MD, 1978, University of Rochester
Mechanisms to control display of foreign antigens to immune system
Our laboratory investigates the mechanisms which control the display of foreign antigens to the immune system and moregenerally the process of immune surveillance. In these processes the immune system uses MHC class I molecules to display on the cell surface oligopeptides derived from a cell's expressed genes. This allows cytotoxic T lymphocytes of the immune system to detect and eliminate cells expressing "foreign" sequences (e.g. from a viral infection or mutation). In many cases two distinct antigen presentation pathways are involved in the initial generation of the immune response and in the subsequent identification of the actual tumor or virally infected cell; these two pathways are termed cross presentation and direct presentation.
To initiate responses, antigens must be displayed on class I molecules of professional antigen presenting cells (e.g. dendritic cells). If these cells are not themselves making the antigen, they acquire them from dying cells and present them on class I molecules, through a mechanism called “cross presentation”. In this process tissue antigens are internalized into phagosome of the antigen presenting cells and then can follow two distinct pathways for presentation. We are studying how the antigen presenting cells and their cross presentation pathways work and might be exploited for immunotherapy.
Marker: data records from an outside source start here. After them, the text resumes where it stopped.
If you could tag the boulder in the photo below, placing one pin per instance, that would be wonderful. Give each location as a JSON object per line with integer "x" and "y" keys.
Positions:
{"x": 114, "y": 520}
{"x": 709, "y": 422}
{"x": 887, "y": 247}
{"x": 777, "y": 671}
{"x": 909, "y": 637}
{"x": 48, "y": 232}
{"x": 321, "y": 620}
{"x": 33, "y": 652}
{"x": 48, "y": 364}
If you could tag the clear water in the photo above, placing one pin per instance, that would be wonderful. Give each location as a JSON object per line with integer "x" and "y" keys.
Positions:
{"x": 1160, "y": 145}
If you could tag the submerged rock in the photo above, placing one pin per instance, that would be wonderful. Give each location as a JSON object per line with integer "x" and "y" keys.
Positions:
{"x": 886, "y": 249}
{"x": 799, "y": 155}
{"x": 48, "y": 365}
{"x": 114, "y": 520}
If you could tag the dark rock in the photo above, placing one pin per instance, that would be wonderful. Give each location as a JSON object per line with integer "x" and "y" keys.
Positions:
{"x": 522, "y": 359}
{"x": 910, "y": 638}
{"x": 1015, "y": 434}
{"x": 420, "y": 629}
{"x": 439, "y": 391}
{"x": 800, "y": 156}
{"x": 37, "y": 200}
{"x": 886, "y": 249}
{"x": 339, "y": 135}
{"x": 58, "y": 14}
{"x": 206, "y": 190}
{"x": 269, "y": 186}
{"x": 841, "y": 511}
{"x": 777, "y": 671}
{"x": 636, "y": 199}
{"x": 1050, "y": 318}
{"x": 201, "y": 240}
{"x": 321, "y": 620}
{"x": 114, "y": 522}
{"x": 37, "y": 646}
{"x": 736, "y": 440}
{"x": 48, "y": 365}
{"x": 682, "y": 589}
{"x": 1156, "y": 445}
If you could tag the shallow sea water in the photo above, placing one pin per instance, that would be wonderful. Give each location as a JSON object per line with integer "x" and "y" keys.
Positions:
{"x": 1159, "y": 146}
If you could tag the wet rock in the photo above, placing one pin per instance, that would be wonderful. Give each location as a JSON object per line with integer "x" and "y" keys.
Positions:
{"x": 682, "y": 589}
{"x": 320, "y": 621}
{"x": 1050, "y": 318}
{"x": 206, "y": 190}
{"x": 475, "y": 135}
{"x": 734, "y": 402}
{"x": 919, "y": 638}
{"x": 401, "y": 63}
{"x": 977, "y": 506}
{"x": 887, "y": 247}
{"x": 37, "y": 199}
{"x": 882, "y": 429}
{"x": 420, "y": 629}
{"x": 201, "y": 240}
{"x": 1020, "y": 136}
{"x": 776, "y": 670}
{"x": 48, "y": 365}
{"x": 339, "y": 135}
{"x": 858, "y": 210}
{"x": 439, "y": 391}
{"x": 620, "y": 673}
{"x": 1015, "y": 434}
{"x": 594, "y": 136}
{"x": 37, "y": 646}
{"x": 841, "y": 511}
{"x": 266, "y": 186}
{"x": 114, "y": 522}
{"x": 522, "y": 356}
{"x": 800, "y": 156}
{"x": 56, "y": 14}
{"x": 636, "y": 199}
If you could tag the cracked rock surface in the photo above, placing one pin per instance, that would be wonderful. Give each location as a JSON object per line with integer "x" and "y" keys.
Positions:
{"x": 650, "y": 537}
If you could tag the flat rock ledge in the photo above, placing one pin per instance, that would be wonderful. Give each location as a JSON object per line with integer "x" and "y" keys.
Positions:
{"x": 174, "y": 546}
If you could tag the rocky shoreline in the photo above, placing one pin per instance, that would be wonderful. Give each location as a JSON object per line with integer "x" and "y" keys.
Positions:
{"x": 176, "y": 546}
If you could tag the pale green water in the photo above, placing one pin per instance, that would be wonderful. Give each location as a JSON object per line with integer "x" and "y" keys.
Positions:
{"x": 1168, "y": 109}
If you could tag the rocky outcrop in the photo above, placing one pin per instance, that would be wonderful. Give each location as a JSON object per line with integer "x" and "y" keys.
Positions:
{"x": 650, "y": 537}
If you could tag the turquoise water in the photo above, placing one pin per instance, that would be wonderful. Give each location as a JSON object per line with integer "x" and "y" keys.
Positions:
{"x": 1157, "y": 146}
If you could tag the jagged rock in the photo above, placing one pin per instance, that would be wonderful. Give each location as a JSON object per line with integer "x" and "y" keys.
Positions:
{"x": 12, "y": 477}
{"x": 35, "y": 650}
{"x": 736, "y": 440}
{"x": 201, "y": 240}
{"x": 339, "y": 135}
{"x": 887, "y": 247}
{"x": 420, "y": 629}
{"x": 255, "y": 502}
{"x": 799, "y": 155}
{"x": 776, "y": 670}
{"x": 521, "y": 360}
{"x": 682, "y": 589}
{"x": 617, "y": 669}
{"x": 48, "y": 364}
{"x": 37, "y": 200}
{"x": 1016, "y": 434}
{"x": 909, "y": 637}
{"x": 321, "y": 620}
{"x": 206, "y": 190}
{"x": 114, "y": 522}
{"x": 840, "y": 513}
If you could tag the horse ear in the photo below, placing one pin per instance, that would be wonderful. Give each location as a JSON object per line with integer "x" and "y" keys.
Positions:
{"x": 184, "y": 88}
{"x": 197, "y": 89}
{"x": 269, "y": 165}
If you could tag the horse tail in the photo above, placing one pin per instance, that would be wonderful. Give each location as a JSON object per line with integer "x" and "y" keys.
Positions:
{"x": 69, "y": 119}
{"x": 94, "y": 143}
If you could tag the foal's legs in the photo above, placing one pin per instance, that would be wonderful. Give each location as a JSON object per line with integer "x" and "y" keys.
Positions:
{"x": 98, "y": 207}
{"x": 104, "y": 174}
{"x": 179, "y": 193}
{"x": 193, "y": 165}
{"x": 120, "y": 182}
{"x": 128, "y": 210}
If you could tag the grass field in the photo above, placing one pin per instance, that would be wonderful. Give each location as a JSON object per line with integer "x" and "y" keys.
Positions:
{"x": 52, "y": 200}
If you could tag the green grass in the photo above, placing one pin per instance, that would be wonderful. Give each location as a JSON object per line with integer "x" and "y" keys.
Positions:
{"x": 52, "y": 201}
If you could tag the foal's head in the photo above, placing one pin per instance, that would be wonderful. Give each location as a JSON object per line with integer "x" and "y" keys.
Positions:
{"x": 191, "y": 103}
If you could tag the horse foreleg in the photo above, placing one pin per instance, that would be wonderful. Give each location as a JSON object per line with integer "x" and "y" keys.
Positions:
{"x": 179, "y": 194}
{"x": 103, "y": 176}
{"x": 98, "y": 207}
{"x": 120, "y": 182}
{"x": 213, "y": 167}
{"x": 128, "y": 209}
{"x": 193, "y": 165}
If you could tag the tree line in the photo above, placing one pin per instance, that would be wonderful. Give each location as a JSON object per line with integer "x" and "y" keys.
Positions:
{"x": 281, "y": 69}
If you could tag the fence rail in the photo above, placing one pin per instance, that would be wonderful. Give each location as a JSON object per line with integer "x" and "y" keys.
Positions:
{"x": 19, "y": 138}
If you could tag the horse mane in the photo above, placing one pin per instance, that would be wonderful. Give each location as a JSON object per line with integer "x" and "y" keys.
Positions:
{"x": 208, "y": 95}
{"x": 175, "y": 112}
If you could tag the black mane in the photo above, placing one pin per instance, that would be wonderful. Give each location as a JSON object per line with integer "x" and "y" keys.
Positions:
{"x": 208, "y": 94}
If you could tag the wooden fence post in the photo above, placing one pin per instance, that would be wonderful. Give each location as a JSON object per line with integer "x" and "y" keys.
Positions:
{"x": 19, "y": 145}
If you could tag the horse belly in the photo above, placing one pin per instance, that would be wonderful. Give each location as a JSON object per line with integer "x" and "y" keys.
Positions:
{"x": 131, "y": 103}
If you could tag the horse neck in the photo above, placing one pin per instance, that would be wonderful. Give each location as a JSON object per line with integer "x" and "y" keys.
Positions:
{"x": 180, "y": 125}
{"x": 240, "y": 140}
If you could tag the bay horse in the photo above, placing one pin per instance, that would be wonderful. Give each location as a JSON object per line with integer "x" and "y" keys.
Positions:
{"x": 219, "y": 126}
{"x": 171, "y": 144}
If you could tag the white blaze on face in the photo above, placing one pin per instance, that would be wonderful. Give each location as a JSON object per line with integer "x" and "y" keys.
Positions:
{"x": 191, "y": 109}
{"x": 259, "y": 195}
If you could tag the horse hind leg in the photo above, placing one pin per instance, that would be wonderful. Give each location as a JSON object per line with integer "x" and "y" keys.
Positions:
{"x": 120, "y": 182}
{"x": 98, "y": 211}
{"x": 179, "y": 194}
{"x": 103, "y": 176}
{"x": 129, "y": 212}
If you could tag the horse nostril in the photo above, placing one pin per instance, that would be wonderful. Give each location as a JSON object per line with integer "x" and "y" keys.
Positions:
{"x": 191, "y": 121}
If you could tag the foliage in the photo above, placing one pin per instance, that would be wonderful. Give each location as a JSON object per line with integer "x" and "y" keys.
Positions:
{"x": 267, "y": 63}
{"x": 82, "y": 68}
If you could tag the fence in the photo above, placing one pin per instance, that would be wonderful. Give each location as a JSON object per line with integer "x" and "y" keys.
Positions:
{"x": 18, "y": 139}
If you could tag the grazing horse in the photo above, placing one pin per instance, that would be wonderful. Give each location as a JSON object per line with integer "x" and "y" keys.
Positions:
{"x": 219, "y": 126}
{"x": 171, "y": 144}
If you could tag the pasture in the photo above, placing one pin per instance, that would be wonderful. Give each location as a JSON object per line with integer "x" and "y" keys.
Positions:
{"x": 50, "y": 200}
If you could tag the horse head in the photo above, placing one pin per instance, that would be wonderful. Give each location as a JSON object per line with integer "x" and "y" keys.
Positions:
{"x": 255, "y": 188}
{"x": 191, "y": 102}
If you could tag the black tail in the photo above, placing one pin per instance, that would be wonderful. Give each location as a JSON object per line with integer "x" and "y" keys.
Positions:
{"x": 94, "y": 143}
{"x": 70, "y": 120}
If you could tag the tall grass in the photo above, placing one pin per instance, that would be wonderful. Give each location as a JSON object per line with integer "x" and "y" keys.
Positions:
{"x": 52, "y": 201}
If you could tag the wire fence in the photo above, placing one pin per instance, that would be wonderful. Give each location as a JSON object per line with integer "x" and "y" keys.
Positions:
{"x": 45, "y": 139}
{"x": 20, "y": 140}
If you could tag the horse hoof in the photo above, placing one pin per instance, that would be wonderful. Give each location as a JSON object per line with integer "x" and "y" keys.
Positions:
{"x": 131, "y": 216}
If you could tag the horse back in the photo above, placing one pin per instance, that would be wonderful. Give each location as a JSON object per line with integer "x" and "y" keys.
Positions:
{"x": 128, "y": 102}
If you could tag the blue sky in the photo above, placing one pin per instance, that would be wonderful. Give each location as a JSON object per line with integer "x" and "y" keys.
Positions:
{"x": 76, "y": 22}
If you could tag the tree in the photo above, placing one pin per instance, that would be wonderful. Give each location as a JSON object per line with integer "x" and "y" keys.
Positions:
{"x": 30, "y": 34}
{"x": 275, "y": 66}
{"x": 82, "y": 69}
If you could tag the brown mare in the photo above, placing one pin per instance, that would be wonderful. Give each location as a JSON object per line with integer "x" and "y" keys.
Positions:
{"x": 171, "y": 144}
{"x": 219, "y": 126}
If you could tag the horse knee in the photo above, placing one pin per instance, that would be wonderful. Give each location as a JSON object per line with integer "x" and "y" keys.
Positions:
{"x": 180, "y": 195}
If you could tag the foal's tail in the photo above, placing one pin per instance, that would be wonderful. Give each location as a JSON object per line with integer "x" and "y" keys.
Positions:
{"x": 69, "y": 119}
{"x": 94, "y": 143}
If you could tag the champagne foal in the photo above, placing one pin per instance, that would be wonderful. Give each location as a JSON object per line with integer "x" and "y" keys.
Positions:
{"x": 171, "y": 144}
Once cytotoxic T lymphocytes are stimulated they then seek out all cells that are synthesizing the "foreign antigen" and displaying its fragments on class I molecules. This display occurs through the “direct” or “classical” antigen presentation pathway. In this process, the majority of these MHC class I-presented peptides are generated by large proteolytic particles, proteasomes, which are present in the cytoplasm and nucleus of all Eukaryotic cells. These peptides must be of an exact size (8-10 residues) in order to bind to class I molecules. Where examined, the proteasome is responsible for making the proper C-terminal cleavage to produce antigenic peptides, however it often makes N-extended precursors. The precursor peptides can be trimmed to the mature epitope by aminopeptidases in the cytosol or endoplasmic reticulum or destroyed by other peptidases. After they are generated in the cytoplasm a fraction of the peptides are transported into the endoplasmic reticulum where ones of the correct size and sequence are bound by MHC class I molecules and transported to the cell surface for display. These processes determine whether antigens are recognized, the magnitude and specificity of the immune response and ultimately whether abnormal cells are eliminated. We are studying all of these processes in detail.
A related area of investigation concerns how the immune surveillance process is regulated. In order for productive immune responses to be generated, it is necessary for antigen presenting cells to acquire not only antigen but also to mature to an immunostimulatory state. The latter occurs when the antigen presenting cell senses that an antigen is dangerous, e.g. associated with microbial components. In addition, danger signals can be generated by injured and dying cells. We have found that when cancerous or infected cells die they not only release antigens but also endogenous adjuvants that markedly stimulate the generation of T responses. These adjuvants are ordinarily sequestered in the cytosol and are released when the plasma membrane loses integrity. One of these endogenous adjuvants has been identified as uric acid and data suggests that the active form of this molecule is monosodium urate crystals (MSU). There are also other endogenous adjuvants. We are actively studying these molecules, how they function and their role in immune surveillance.